Woody Harrelson was just cast as Lyndon B. Johnson in Rob Reiner’s upcoming movie, LBJ. This is all well and good, and I’m sure Woody will do an excellent job, as he has with most of his recent roles. (Matthew McConaughey got all the press for True Detective because he got all the big, deep, cuckoo monologues and such, but Woody as the straight man is what held things together.) The Hollywood Reporter has the details on the film.
Written by Joey Hartstone, the drama chronicles the Southern politician’s rise to become the 36th President of the United States. Filming is slated to begin in September in New Orleans and Baton Rouge, Dallas and Washington. LBJ centers on the political upheaval that vice president Johnson faced when he was thrust into the presidency at the hands of an assassin’s bullet in November 1963. With political battles on both sides of the aisle, Johnson struggles to heal a nation and secure his presidency by passing Kennedy’s historic Civil Rights Act.

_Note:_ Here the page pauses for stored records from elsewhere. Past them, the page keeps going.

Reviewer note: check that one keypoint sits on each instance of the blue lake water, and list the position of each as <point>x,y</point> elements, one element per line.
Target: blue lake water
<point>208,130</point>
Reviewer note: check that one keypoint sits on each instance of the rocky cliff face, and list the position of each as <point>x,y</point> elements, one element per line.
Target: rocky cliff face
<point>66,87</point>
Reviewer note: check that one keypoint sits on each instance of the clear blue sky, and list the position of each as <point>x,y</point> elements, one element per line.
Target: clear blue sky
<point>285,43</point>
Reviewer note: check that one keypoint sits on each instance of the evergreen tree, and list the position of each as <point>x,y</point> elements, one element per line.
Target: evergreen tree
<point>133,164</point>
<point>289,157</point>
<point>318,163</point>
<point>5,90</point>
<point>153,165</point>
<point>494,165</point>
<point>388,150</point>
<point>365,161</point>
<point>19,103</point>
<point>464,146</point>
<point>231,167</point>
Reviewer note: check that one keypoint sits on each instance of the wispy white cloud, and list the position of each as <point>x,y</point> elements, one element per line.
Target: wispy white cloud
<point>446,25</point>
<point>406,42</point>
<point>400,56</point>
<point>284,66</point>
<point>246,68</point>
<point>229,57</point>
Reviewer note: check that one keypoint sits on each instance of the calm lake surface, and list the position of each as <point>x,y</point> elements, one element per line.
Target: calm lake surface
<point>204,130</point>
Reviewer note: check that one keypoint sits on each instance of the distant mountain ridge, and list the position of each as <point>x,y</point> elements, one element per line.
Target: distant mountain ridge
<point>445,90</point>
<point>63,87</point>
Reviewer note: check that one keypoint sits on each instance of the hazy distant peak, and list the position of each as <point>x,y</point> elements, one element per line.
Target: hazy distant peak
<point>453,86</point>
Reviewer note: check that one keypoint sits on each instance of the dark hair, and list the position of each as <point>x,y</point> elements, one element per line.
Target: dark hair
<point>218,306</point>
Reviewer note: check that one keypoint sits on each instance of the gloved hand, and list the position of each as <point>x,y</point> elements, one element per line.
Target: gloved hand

Yes, fine, wonderful. Johnson was a brilliant politician in a lot of ways, and the work he did following the JFK assassination to get the Civil Rights Act passed was pretty incredible. And everyone is doing LBJ projects these days, from Robert Caro and his four-volume-30-year-and-counting biography to Bryan Cranston in the HBO movie (and Broadway play) All the Way, so why not let Woody and Reiner in on the fun, right? I just have one request: if we’re going do this, let’s really do this by including the following two scenes.
1. LBJ giving scotch-fueled tours of his Texas ranch in his Lincoln convertible. His special assistant, Joseph A. Califano, Jr., explains.
In the early afternoon, the President, with me next to him in the front seat, took his white Lincoln convertible, top down, for a drive around the ranch. It was incredibly hot; the dust clouds made it hard to breathe. But there was relief. As we drove around we were followed by a car and a station wagon with Secret Service agents. The President drank Cutty Sark scotch and soda out of a large white plastic foam cup. Periodically, Johnson would slow down and hold his left arm outside the car, shaking the cup and ice. A Secret Service agent would run up to the car, take the cup and go back to the station wagon. There another agent would refill it with ice, scotch, and soda as the first agent trotted behind the wagon. Then the first agent would run the refilled cup up to LBJ’s outstretched and waiting hand, as the President’s car moved slowly along.
2. LBJ calling up Joe Haggar of Haggar Pants with some, uh, very specific requests for his slacks.
LBJ: Now the pockets, when you sit down, everything falls out, your money, your knife, everything, so I need at least another inch in the pockets. And another thing – the crotch, down where your nuts hang – is always a little too tight, so when you make them up, give me an inch that I can let out there, uh because they cut me, it’s just like riding a wire fence. These are almost, these are the best I’ve had anywhere in the United States,
JH: Fine.
LBJ: But, uh when I gain a little weight they cut me under there. So, leave me , you never do have much of margin there. See if you can’t leave me an inch from where the zipper (burps) ends, round, under my, back to my bunghole, so I can let it out there if I need to.
I can’t stress this enough. This entire call must be in the movie. It’s important to be historically accurate.